Comment by hamstergene
18 hours ago
What I didn’t like about this series of books was choosing “garbage collection” as umbrella term for both tracing GC and reference counting, without verifying if programming community would agree with that, which turned out they didn’t.
I’ve seen a lot of threads here and on reddit where people were arguing about terminology purely because of this book alone.
By that definition, C++ code has garbage collection if it uses std::shared_ptr, going against widespread common usage of the term “garbage collected programming language” which specifically contrasts manual languages like C++ or Rust against garbage collected ones.
“Automatic Memory Management” is a lot more suitable description to what programmers have to do to manage memory; it is now in the title but still hasn’t become the primary term.
> What I didn’t like about this series of books was choosing “garbage collection” as umbrella term for both tracing GC and reference counting, without verifying if programming community would agree with that, which turned out they didn’t.
This has been the standard terminology in memory management research for many decades. The only programmers who don't like it are those who don't understand the principles of memory management.
> By that definition, C++ code has garbage collection if it uses std::shared_ptr
That's right.
> going against widespread common usage of the term “garbage collected programming language” which specifically contrasts manual languages like C++ or Rust against garbage collected ones.
Since this contrast mostly exists in the minds of people who don't understand memory management, going against this common misconception is good. That's not to say that there aren't some interesting tradeoffs that often align with the colloquial perception, "garbage collection" isn't the interesting part. As you said, both C++ and Rust use GC; in fact, they use a GC somewhat similar to the one used by CPython.
This reminds me a bit of the way academics in programming language theory internalized the type-theoretic definition of the word “type” over and against the traditional programming definition. You sometimes see people who try to correct the term “dynamically typed language,” which makes perfect sense when types are data types, to “untyped” or “unityped,” which makes sense when types are mathematical constructs equivalent to proofs.
The colloquial term is clear in context, and it draws its boundaries in useful places. If academia prefers other boundaries to simplify its formal definitions, that’s understandable. But the rest of us shouldn’t restrict our language in that way.

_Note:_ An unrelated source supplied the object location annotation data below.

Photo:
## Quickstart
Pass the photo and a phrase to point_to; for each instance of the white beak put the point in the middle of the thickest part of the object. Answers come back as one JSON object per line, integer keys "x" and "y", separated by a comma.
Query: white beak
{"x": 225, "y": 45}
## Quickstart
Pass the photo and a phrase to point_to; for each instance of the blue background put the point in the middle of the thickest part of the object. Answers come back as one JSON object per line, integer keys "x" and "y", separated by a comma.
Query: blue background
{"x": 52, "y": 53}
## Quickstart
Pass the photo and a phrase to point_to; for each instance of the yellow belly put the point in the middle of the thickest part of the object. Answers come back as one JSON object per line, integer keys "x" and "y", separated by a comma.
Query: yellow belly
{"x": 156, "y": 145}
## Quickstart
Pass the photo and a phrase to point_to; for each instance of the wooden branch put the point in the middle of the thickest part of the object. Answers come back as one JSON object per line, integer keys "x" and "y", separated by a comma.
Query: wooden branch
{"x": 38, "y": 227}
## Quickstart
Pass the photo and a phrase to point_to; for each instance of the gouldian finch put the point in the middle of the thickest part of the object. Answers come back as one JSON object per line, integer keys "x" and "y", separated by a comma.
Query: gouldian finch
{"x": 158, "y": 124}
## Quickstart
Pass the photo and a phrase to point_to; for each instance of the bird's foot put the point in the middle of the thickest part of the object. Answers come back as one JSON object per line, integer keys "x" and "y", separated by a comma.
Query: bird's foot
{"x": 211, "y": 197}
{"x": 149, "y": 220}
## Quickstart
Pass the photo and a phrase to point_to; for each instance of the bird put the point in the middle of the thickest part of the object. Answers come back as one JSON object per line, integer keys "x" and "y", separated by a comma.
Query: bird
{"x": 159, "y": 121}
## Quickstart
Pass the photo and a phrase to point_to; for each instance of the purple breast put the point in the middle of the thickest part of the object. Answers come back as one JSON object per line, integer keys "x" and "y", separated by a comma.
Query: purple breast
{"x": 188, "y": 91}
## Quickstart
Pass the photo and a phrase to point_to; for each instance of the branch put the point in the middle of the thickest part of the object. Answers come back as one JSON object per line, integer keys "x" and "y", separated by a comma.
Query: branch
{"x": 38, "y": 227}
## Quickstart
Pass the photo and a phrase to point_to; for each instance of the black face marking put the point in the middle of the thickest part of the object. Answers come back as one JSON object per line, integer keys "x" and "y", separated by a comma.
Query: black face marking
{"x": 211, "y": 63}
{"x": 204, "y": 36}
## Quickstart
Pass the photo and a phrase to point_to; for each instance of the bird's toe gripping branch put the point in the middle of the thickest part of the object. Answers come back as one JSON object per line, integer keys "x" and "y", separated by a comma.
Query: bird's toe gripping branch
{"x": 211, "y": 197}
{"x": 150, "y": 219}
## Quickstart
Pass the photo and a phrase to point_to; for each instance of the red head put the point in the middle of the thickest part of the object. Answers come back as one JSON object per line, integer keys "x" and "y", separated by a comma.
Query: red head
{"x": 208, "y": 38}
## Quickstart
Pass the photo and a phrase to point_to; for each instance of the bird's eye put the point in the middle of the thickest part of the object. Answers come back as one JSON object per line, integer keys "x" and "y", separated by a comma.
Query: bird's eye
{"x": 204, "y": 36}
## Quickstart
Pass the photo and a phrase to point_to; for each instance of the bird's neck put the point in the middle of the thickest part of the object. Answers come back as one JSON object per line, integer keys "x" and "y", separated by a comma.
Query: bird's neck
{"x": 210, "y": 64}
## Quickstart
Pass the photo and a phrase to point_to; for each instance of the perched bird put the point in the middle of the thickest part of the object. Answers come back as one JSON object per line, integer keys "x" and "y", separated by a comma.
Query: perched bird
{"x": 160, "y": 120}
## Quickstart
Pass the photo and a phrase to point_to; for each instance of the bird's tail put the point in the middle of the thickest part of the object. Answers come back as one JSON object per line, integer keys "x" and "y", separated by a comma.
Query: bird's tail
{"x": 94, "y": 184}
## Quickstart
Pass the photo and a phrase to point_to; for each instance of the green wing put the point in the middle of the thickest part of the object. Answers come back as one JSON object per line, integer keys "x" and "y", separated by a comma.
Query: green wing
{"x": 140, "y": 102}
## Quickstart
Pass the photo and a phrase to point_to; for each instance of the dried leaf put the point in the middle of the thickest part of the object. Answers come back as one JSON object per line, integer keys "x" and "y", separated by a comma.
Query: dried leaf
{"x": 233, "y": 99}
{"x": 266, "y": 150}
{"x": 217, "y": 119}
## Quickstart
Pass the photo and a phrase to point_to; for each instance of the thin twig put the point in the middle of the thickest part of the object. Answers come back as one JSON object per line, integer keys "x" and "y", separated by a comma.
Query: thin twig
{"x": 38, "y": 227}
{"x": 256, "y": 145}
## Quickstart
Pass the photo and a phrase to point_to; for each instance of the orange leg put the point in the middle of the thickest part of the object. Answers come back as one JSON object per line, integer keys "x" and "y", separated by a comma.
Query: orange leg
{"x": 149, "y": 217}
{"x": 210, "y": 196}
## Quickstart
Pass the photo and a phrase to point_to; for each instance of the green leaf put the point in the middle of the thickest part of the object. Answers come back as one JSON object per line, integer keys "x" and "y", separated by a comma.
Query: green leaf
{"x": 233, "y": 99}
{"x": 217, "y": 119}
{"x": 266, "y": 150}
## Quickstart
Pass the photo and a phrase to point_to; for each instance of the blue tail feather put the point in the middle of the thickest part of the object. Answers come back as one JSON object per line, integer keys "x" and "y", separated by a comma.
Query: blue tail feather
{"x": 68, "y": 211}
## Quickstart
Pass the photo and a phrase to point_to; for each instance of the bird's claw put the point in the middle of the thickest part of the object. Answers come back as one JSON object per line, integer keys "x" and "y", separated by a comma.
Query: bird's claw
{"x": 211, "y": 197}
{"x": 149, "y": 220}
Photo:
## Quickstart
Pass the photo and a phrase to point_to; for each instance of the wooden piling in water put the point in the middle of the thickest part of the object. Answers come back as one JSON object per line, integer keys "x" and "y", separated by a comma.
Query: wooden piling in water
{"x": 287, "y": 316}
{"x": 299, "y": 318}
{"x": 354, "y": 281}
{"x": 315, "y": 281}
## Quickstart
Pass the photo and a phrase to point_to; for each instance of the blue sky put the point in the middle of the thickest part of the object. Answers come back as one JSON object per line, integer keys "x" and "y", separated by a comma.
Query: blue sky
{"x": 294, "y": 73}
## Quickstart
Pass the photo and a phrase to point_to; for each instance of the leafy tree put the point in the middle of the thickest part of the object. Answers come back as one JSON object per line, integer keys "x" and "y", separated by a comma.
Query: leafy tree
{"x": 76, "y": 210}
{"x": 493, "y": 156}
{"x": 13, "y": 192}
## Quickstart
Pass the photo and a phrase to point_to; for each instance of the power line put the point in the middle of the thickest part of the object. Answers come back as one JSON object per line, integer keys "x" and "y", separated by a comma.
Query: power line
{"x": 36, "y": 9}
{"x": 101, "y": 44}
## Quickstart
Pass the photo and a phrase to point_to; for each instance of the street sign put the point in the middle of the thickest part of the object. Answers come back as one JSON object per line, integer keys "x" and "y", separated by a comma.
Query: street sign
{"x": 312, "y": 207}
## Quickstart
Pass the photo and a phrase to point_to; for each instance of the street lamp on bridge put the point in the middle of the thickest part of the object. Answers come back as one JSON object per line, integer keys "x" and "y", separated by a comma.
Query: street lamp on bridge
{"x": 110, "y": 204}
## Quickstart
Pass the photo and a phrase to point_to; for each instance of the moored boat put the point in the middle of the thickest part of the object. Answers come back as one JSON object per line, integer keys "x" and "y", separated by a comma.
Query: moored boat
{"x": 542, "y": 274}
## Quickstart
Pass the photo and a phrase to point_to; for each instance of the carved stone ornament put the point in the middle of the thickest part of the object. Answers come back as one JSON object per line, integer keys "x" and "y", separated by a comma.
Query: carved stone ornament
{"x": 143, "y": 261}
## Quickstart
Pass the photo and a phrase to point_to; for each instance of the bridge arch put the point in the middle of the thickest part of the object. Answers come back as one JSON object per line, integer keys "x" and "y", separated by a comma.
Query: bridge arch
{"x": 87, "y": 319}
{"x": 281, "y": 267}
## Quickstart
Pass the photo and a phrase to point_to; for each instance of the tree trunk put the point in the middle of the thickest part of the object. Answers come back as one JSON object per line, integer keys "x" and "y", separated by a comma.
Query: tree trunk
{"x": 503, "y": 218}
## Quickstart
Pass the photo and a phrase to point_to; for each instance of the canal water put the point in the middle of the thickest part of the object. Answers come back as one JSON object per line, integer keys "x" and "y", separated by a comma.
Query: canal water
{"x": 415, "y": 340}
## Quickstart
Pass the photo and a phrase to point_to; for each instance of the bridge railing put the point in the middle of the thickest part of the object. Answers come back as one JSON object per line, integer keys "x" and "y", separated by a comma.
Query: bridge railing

It's not about restricting the language. It's that practising programmers often don't know a subject well enough, so they use different words to make distinctions that don't matter as much as they think (see "transpile"). "Dynamically typed" is actually not that big of an offence (because the distinction is real, it's just that the terminology is a bit muddled), and the people in PL theory who are bothered by this (most notably one person) are considered pedants even among their colleagues.
E.g. many practising programmers don't know that tracing moving collectors are used to avoid some of the high overheads associated with memory allocators (malloc/free), which are themselves big and complex beasts that make up substantial "runtimes" (another misused and misleading word).
I think GC's definition is pretty clear cut. How is counting references to determine when a lifetime ends materially different from another way of doing the same thing? Like there is even a paper that shows that one is tracking liveness, while the other tracks "deadness" and they are literally going at the same thing from different ends.
If anything, I often see a bias against tracing GCs from the people misusing the term, to "hype up" their choice of language that it must be better for not having (tracing) GC, when it usually just has ref counting which in many metrics is actually worse, given equal usage -- rust/cpp gets away from that because they only use it on a handful of objects, other lifetimes being driven by RAII, which is pretty much just compile-time decidable ref counting?
13 replies →
I've always considered shared_ptr to be semi-garbage collection. Allows me to code C++ almost as if it were Java so long as circular references are avoided. I'm perfectly fine with it being considered a type of garbage collection.
> so long as circular references are avoided
And there's always weak_ptr if a cycle makes sense for some reason but you still want it to clean up correctly. Like having a child node point up to a parent or the root in a tree structure.
The Linux kernel has garbage collection, and not just the controversial refcount kind.
I'll go further. Linux heavily uses a form of garbage collection that cannot be implemented in typical userspace (without awkward & slower additions to the consistency algorithm).
https://en.wikipedia.org/wiki/Read-copy-update
Instead of "garbage collection", you can say "dynamic lifetime determination". If code does work at runtime to answer the question "is it safe to free this piece of memory?", that's dynamic lifetime determination, and is a property shared by both reference-counting and more sophisticated GC schemes.